Padilla Trial Gets Under Way With a Focus on History
The three defendants – Jose Padilla, Adham Amin Hassoun, and Kifah Wael Jayyous -- are now charged with providing material support to terrorist groups and with various counts of what boils down to conspiracy to injure property and to defraud the United States. The government’s case, relying largely on taped phone conversations between the men, contends that they purposefully supported terrorist organizations and activities. The government will play recordings of them talking about "jihad," and the need to support the "Mujahideen," – arranging in coded language, says the prosecution, the transfer of monies to terrorist groups and for Jose Padilla to be trained as a terrorist.

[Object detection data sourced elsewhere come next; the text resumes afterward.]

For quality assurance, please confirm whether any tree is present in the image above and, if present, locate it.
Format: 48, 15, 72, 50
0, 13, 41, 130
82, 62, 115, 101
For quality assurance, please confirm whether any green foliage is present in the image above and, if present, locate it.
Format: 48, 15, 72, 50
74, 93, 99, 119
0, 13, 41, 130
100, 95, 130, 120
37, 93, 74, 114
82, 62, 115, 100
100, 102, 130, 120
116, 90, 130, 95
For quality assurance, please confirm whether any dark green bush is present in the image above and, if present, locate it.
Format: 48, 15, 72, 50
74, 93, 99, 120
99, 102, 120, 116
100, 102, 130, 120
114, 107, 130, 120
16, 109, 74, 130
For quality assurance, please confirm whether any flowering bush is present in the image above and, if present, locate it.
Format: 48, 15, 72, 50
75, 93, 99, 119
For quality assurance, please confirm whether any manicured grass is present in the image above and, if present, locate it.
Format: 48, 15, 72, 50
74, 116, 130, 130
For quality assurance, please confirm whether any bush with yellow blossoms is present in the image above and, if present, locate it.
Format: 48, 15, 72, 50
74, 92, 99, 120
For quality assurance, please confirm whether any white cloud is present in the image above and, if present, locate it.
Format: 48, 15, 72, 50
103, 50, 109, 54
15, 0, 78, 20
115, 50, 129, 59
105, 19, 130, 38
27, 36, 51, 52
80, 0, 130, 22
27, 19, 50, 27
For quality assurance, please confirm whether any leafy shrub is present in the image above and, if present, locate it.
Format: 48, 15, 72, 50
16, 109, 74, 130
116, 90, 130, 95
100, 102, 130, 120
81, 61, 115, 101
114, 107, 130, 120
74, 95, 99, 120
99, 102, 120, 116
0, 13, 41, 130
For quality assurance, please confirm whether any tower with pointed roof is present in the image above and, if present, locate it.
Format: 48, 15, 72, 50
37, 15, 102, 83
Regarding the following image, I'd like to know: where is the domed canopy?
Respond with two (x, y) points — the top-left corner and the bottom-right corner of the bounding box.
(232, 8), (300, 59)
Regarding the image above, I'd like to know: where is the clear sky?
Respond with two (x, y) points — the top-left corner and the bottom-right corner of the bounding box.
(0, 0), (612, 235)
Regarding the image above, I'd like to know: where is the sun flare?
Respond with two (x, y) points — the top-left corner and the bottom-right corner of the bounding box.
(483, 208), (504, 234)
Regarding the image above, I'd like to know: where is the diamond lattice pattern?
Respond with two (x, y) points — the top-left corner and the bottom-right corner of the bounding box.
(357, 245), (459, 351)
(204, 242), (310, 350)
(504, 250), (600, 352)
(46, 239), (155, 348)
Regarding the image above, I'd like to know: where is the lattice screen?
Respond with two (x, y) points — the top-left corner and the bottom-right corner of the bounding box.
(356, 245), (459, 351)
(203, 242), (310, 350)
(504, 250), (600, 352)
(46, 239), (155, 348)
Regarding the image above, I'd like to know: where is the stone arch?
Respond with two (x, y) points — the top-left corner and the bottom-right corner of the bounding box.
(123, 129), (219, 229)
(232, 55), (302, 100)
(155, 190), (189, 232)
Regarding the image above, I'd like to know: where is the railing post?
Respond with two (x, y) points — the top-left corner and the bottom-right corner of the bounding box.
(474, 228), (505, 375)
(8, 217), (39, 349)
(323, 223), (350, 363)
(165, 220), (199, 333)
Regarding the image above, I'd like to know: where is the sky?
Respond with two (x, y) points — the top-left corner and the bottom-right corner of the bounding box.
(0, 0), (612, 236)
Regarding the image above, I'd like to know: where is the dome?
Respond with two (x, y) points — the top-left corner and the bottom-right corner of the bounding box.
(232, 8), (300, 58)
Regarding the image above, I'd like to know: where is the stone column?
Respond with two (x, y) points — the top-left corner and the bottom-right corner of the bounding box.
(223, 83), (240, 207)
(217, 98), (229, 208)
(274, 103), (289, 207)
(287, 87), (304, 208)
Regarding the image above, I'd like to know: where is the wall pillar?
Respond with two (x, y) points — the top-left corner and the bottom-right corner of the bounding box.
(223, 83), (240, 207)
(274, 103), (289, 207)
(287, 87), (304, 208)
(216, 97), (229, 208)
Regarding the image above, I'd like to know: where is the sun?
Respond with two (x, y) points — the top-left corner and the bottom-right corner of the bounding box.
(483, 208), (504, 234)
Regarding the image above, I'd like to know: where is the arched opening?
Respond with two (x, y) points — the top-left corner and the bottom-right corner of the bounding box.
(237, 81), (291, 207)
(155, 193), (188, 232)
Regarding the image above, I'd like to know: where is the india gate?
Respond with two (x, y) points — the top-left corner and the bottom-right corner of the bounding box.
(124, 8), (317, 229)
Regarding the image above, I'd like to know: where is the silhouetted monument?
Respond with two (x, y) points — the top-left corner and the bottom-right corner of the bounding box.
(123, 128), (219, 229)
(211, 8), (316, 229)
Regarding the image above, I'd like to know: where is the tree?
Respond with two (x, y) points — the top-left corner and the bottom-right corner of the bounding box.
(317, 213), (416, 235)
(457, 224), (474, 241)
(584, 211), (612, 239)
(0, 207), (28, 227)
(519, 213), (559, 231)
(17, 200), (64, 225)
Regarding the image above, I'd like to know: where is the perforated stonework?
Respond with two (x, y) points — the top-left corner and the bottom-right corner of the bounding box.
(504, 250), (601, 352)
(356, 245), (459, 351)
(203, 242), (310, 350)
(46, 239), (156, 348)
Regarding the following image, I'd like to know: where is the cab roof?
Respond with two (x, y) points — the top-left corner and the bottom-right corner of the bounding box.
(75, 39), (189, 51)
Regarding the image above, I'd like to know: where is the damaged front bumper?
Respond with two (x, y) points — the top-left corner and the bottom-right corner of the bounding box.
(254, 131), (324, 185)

Defense lawyers, for their part, don’t deny the men spoke of things like "jihad." Instead, they call into question what those words mean and, more importantly, to whom and in what context they apply. And that’s what potentially makes this trial so interesting. “The government,” Hassoun’s lawyer Jeanne Baker stated within minutes of opening, “is rewriting history.”
Did she say history? When is the last time you heard anyone talking about that?
Indeed, as the various defense lawyers made their opening remarks, they opened one historical can of worms after another. “Our story begins in 1992, in Bosnia,” began Hassoun attorney Kenneth Swartz, taking time to explain where Bosnia is on a map. “Many tens of thousands of women and children were slaughtered just because they were Muslim. And that is where the Mujahideen went – to help, to give relief . . . we were behind that, we the United States. But today we are calling them terrorists.”
“You’re going to hear about ‘radical Islam,’ ‘Sharia,’ ‘Jihad,’” said Padilla attorney Anthony Natale, continuing the history lesson theme. “[This trial] will take you around the world – you’ll hear about Chechnya, Kosovo, Afghanistan. . .”
In short, the defense seems eager to highlight all those historical complexities (that Reagan once called the Afghani Mujahideen "Freedom Fighters," for example) and cultural nuances – the broad use of words like "jihad," the vast range and diversity of Islamic groups worldwide -- that were shoved quietly under the carpet on 9/11 to clear the way for immediate and interminable military campaigns in Iraq and Afghanistan. Their goal: to depict the defendants as deeply religious and deeply concerned, donating time and money to humanitarian groups engaged in peaceful ‘jihads’ for justice.
Proving or defending conspiracy hinges not so much on facts – what was said when – as intentions. Both defense and prosecution, therefore, will attempt to take the jury into the minds of these three Muslim-Americans. They will offer radically different interpretations of how these men saw the world and their place in it, how they practiced their religion, and what being American – as well as Muslim -- meant to them.